Nous accompagnons la Communauté de Vie Chrétienne, y compris les jeunes et d’autres personnes dans le besoin, notamment les femmes et les mineurs de la prison de Klessoum (N’Djamena) ou les malades à domicile. Nous animons également des conférences dans un centre culturel, et présentons des programmes de justice sociale à la radio et à la télévision diocésaines.
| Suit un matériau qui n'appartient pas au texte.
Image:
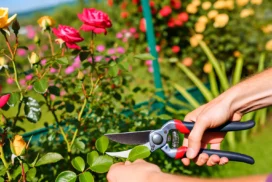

Tout cela exige que nous soyons audacieux et créatifs pour développer le leadership chrétien à tous les niveaux de la vie politique, économique et socioculturelle de notre pays.

De novembre à décembre 2021, nous avons participé via Zoom au Chapitre Général Spécial des Religieuses du Sacré-Cœur de Jésus, avec le slogan : « Voici, je fais toutes choses nouvelles. » Le fait d’être ensemble nous a donné plus d’élan pour vivre notre charisme, « découvrir et manifester l’amour du cœur de Jésus en le glorifiant par le service de l’éducation. » Nous le vivons dans l’ouverture du cœur et de l’esprit, et dans une attitude d’écoute du cœur, de discernement et surtout d’amour universel.

L’invitation du Pape François à vivre la synodalité et la prochaine célébration du centenaire de notre église sont également d’importantes lueurs d’espoir. Ces événements sont une occasion de marcher ensemble pour rendre grâce au Seigneur pour tous ses bienfaits, et de témoigner de notre engagement à construire une Société juste et fraternelle (Voir le message de Noël des évêques du Tchad de décembre 2021).